Israel’s Jerusalem Post quoted Israeli officials on Sunday that this deal has been in progress for several months already, since Israeli Prime Minister Benjamin Netanyahu’s historic visit to Greece this August.
Israel and Greece, both Turkey’s rivals, have conducted several joint air drills in the past year following a debacle in diplomatic and military relations between Turkey and the Jewish state particularly following the flotilla incident, an Israeli bungle over an aid boat that left nine civilians killed. Greece has long complained of the flights of Turkish fighter jets over the Aegean, what it calls a “violation of its airspace.”

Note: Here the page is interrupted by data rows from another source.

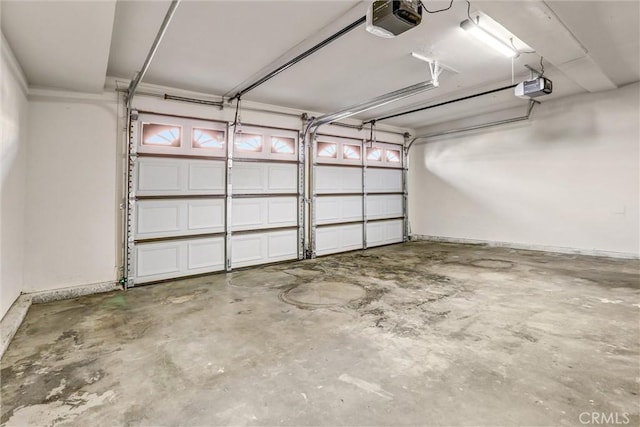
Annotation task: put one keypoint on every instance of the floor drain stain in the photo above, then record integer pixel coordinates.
(492, 263)
(322, 294)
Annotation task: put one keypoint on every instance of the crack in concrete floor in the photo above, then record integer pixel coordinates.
(442, 334)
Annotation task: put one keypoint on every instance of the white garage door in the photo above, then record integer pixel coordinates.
(358, 198)
(202, 200)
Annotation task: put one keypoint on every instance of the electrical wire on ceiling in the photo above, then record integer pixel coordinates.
(372, 134)
(236, 120)
(469, 11)
(436, 11)
(520, 51)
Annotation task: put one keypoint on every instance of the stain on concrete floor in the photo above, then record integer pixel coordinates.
(411, 334)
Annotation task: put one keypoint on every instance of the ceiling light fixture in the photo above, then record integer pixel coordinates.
(489, 39)
(375, 102)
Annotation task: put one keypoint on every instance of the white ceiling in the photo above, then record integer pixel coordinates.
(216, 47)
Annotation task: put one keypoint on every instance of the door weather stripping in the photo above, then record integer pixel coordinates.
(219, 104)
(464, 98)
(299, 58)
(154, 47)
(421, 138)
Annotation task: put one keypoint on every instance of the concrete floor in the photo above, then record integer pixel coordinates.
(411, 334)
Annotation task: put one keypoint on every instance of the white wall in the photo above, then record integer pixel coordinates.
(72, 192)
(13, 174)
(568, 178)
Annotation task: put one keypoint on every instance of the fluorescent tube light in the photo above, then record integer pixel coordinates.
(488, 38)
(375, 103)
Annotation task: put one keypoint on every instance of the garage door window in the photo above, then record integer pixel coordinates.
(248, 142)
(161, 135)
(374, 154)
(327, 150)
(281, 145)
(207, 138)
(393, 156)
(350, 152)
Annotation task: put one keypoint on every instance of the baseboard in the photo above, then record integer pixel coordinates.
(12, 320)
(73, 292)
(541, 248)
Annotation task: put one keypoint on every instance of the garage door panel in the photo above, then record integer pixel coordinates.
(206, 254)
(254, 178)
(206, 176)
(282, 212)
(157, 218)
(282, 178)
(384, 232)
(169, 218)
(159, 175)
(206, 216)
(264, 212)
(158, 259)
(384, 206)
(335, 209)
(336, 179)
(383, 180)
(166, 177)
(177, 258)
(262, 248)
(339, 238)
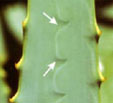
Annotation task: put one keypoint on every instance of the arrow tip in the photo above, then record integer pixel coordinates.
(52, 65)
(53, 21)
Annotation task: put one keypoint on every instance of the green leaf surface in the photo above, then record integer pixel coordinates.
(71, 44)
(106, 56)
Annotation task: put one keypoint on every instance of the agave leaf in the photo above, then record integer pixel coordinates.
(71, 44)
(14, 15)
(106, 56)
(4, 90)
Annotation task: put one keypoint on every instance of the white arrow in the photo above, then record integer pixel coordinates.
(50, 67)
(52, 20)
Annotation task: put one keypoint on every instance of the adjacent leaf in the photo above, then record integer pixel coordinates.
(106, 56)
(4, 90)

Greece recently ended negotiations with Russia to import 450 infantry fighting vehicles amid its financial crisis, news reports said on Nov. 22. Greece, one of Europe’s top military spenders, has said earlier that it would postpone any purchases of warships or fighter planes as it struggled to pull itself out of a financial crisis that pushed it close to bankruptcy.
Due to decades-long tension with Turkey, debt-ridden Greece has the EU’s biggest military budget as a percentage of gross domestic product, and the second highest in NATO after the United States. It is in talks with France over the purchase of six FREMM frigates, while Germany, France and others are eager to sell the country 40 fighter jets. However, Greek Alternate Defense Minister Panos Beglitis, who is in charge of military procurement, said in an interview in June that Greece will hold off on any purchase.
Turkey has called on Greece several times to relinquish its vast military spending due to a protracted dispute over Aegean with Turkey, but Greece has since remained contemptuous to these calls. The neighboring countries have disagreed about sea and air borders for almost 15 years.
The report also said Israel would continue to cooperate with Greece and was also likely to hold maneuvers in Bulgaria in the beginning of 2011, Israeli officials noted.
Turkey has also excluded Greece from the list of countries that are a threat to national security in its recently approved security document, but instead included Israel as a threat to its national security.